Tras más de tres años de proceso judicial, la resolución dictada el 29 de mayo de 2026 por el Cuarto Juzgado de la Instrucción del Distrito Nacional dejó un doble resultado en el caso de presunta corrupción administrativa contra exfuncionarios del gobierno de Danilo Medina: Donald Guerrero fue enviado a juicio de fondo, mientras Gonzalo Castillo y José Ramón Peralta quedaron fuera del proceso penal. La jueza Altagracia Ramírez de La Cruz dictó auto de no ha lugar a favor de ambos al concluir que las pruebas presentadas por el Ministerio Público fueron insuficientes para sostener las imputaciones.
Amparado en el artículo 309, numeral 5, del Código Procesal Penal, el fallo también ordena el cese inmediato de las medidas de coerción que pesaban sobre Castillo y Peralta, junto con el levantamiento de oposiciones e inmovilizaciones sobre sus bienes. En el caso de Peralta, quedaron sin efecto la garantía económica de RD$ 4.5 millones, el impedimento de salida y la presentación periódica; en el de Castillo, la garantía económica de RD$ 20 millones y el impedimento de salida del país.

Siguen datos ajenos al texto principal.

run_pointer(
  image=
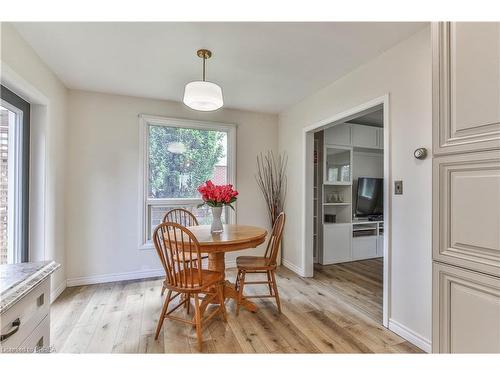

Aunque el expediente no fue desestimado por completo, la salida de dos de sus principales imputados en la fase preliminar plantea un contraste entre la amplitud del caso presentado y la capacidad de sostener parte de la acusación ante el tribunal. La decisión mantiene en pie el juicio contra Guerrero y otros 22 imputados físicos, además de varias empresas, pero también refuerza la exigencia de vigilancia sobre el manejo de procesos de alto impacto público y sobre los resultados concretos de las investigaciones tras años de trámite judicial.